Maureen McIlvoy, owner and CEO of a mail order business for wind surfing equipment and supplies, is reviewing the order filling operations at her warehouses. Her goal is 100% of orders shipped within 24 hours. In previous years, neither warehouse has achieved the goal, but the East Coast warehouse has consistently out-performed the West Coast warehouse. Her staff randomly selected 200 orders from the West Coast warehouse (population 1) and 400 orders from the East Coast warehouse (population 2), and reports that 190 of the West Coast orders were shipped within 24 hours, and the East Coast warehouse shipped 356 orders within 24 hours.
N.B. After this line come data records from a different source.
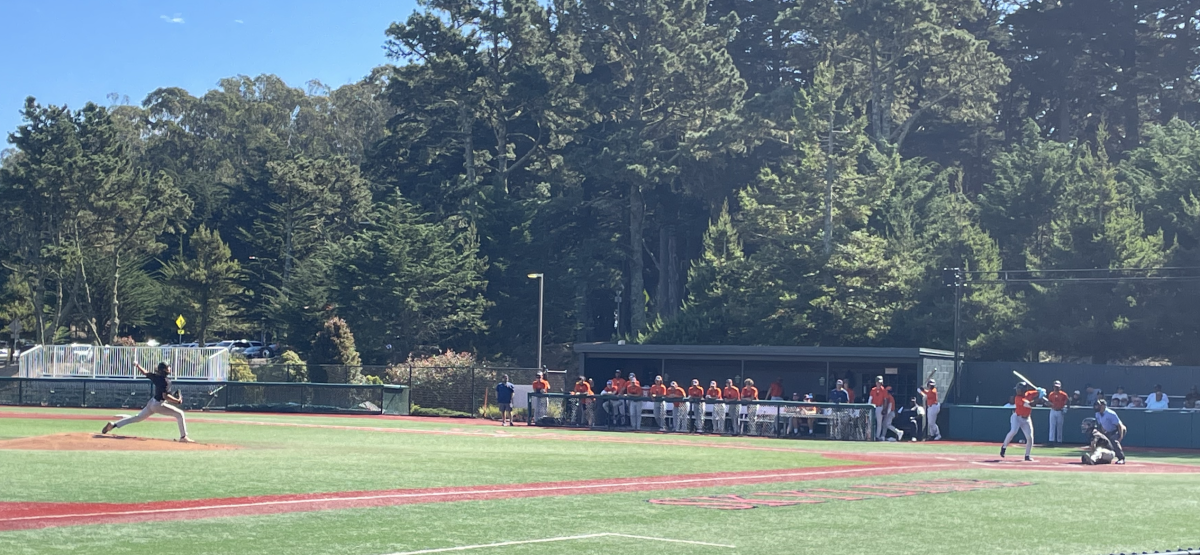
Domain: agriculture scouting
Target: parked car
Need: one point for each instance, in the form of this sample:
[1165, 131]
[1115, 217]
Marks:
[261, 351]
[241, 345]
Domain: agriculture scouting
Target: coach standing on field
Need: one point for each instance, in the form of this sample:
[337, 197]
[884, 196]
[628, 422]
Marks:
[1057, 399]
[1111, 427]
[504, 392]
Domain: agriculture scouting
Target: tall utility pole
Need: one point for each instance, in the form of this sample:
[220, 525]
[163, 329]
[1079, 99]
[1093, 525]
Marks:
[541, 297]
[828, 231]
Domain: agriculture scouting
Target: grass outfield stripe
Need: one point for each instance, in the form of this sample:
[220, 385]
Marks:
[333, 502]
[564, 538]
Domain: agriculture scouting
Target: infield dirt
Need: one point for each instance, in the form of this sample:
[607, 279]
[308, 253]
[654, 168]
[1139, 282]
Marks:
[83, 441]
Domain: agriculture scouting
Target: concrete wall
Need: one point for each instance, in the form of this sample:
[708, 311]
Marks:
[993, 382]
[1165, 429]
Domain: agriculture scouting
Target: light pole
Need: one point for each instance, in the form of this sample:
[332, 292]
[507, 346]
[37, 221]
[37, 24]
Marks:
[541, 296]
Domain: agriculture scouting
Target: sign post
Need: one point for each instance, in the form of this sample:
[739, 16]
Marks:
[16, 328]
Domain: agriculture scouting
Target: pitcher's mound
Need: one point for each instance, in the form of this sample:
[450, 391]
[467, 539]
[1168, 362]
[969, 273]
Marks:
[81, 441]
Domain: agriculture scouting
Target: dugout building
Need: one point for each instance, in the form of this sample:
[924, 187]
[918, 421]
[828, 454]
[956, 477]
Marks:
[803, 369]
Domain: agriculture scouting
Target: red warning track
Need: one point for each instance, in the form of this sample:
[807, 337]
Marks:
[22, 515]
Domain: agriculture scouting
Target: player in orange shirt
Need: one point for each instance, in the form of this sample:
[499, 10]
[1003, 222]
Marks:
[634, 406]
[679, 412]
[539, 405]
[931, 409]
[713, 397]
[750, 393]
[879, 398]
[1059, 400]
[1026, 395]
[696, 400]
[659, 393]
[731, 394]
[581, 392]
[889, 415]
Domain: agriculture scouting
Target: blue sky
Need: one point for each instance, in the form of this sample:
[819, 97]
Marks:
[77, 51]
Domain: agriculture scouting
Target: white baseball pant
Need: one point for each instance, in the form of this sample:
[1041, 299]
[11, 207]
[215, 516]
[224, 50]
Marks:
[719, 417]
[1026, 425]
[1056, 419]
[156, 406]
[681, 416]
[931, 419]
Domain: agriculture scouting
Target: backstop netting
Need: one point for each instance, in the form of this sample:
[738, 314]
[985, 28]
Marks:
[90, 360]
[760, 418]
[250, 397]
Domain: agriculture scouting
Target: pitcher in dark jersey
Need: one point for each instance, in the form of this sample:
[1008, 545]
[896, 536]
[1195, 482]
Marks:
[157, 403]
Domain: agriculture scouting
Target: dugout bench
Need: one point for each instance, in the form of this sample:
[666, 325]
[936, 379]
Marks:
[852, 422]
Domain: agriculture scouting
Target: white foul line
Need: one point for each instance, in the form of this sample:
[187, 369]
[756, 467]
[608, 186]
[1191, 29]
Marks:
[564, 538]
[703, 481]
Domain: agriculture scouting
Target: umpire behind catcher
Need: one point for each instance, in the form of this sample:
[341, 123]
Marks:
[157, 403]
[1111, 427]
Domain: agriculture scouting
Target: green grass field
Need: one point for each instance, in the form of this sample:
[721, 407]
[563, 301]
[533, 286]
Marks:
[1060, 513]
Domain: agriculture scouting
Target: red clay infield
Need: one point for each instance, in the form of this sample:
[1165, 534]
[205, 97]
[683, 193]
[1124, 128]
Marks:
[84, 441]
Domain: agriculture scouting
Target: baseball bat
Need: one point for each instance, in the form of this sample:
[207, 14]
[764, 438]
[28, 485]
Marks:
[1025, 379]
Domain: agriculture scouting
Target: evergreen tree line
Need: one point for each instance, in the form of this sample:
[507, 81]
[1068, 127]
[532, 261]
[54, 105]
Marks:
[754, 172]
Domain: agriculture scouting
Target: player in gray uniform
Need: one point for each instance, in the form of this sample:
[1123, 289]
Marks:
[1099, 451]
[157, 403]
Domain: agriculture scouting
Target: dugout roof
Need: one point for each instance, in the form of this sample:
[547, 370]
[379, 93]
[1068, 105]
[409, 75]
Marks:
[804, 369]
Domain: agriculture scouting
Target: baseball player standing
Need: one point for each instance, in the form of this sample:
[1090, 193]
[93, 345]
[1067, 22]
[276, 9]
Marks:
[713, 398]
[157, 403]
[731, 393]
[1020, 419]
[879, 398]
[658, 394]
[634, 389]
[931, 409]
[681, 406]
[1059, 400]
[539, 405]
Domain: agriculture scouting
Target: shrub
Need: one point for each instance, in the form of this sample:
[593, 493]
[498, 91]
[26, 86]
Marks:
[335, 346]
[297, 369]
[372, 381]
[437, 412]
[239, 370]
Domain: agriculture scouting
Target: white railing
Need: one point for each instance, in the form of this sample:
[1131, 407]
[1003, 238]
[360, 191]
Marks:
[88, 360]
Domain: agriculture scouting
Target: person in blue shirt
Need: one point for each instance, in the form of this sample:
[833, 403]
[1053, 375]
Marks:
[1110, 424]
[839, 393]
[504, 398]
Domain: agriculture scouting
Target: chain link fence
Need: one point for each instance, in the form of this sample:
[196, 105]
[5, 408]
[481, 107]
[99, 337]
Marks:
[457, 389]
[249, 397]
[684, 416]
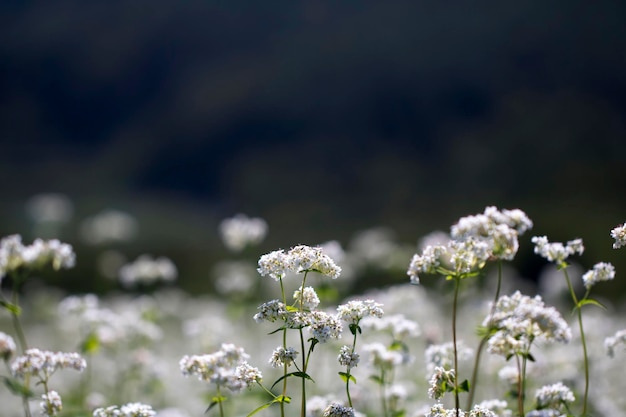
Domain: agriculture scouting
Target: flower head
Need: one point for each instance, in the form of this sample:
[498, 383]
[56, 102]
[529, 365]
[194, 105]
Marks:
[619, 234]
[602, 271]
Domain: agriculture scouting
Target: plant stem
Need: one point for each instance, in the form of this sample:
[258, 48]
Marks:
[582, 339]
[481, 346]
[457, 282]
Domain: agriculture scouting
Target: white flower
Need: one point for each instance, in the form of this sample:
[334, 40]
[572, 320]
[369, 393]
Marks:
[602, 271]
[338, 410]
[282, 356]
[50, 404]
[348, 358]
[556, 251]
[619, 234]
[553, 396]
[240, 231]
[146, 270]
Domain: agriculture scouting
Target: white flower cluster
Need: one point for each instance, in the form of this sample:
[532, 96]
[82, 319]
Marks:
[128, 410]
[553, 396]
[110, 327]
[226, 368]
[51, 404]
[557, 252]
[400, 327]
[619, 234]
[353, 311]
[475, 239]
[602, 271]
[611, 342]
[348, 358]
[298, 259]
[519, 320]
[7, 346]
[44, 363]
[282, 356]
[307, 298]
[240, 231]
[15, 255]
[338, 410]
[146, 270]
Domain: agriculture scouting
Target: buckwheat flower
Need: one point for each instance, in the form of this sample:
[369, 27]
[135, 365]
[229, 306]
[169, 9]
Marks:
[240, 231]
[338, 410]
[282, 356]
[480, 411]
[324, 326]
[274, 264]
[426, 263]
[348, 358]
[45, 363]
[271, 311]
[247, 374]
[440, 381]
[602, 271]
[556, 251]
[304, 258]
[498, 407]
[146, 270]
[611, 342]
[353, 311]
[554, 396]
[7, 346]
[619, 234]
[51, 404]
[307, 298]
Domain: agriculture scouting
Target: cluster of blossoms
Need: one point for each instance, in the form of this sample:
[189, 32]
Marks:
[553, 396]
[619, 234]
[602, 271]
[475, 240]
[338, 410]
[557, 252]
[14, 255]
[518, 320]
[228, 367]
[240, 231]
[146, 270]
[51, 404]
[44, 363]
[128, 410]
[298, 259]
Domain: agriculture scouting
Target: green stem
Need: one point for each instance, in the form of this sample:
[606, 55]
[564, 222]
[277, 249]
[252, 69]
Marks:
[454, 343]
[481, 346]
[582, 339]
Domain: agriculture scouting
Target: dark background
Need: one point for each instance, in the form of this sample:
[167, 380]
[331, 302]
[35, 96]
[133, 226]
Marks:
[324, 118]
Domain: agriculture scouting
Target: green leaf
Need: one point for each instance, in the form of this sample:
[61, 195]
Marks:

Assuming a = 0.05, the appropriate decision is ___________________.
a) reject the null hypothesis p1 – p2 = 0
b) reject the null hypothesis m1minusm2 < 0
c) do not reject the null hypothesis m1minusm2 = 0
d) do not reject the null hypothesis p1 – p2 = 0
e) do not reject the null hypothesis p1 – p2 ? 0

Answer 1

Answer:

a) reject the null hypothesis p1 – p2 = 0

Step-by-step explanation:

This is a hypothesis test for the difference between proportions.

The claim is that the East Coast warehouse proportion of orders delivered in 24 hours is significantly higher than the West Coast warehouse proportion.

Then, the null and alternative hypothesis are:

$H_0: \pi_1-\pi_2=0\\\\H_a:\pi_1-\pi_2> 0$

The significance level is 0.05.

The sample 1 (East Coast), of size n1=200 has a proportion of p1=0.95.

$p_1=X_1/n_1=190/200=0.95$

The sample 2 (West coast), of size n2=400 has a proportion of p2=0.89.

$p_2=X_2/n_2=356/400=0.89$

The difference between proportions is (p1-p2)=0.06.

$p_d=p_1-p_2=0.95-0.89=0.06$

The pooled proportion, needed to calculate the standard error, is:

$p=\dfrac{X_1+X_2}{n_1+n_2}=\dfrac{190+356}{200+400}=\dfrac{546}{600}=0.91$

The estimated standard error of the difference between means is computed using the formula:

$s_{p1-p2}=\sqrt{\dfrac{p(1-p)}{n_1}+\dfrac{p(1-p)}{n_2}}=\sqrt{\dfrac{0.91*0.09}{200}+\dfrac{0.91*0.09}{400}}\\\\\\s_{p1-p2}=\sqrt{0.00041+0.000205}=\sqrt{0.000614}=0.025$

Then, we can calculate the z-statistic as:

$z=\dfrac{p_d-(\pi_1-\pi_2)}{s_{p1-p2}}=\dfrac{0.06-0}{0.025}=\dfrac{0.06}{0.025}=2.4209$

This test is a right-tailed test, so the P-value for this test is calculated as (using a z-table):

$\text{P-value}=P(z>2.4209)=0.0079$

As the P-value (0.0079) is smaller than the significance level (0.05), the effect is significant.

The null hypothesis is rejected.

There is enough evidence to support the claim that the East Coast warehouse proportion of orders delivered in 24 hours is significantly higher than the West Coast warehouse proportion.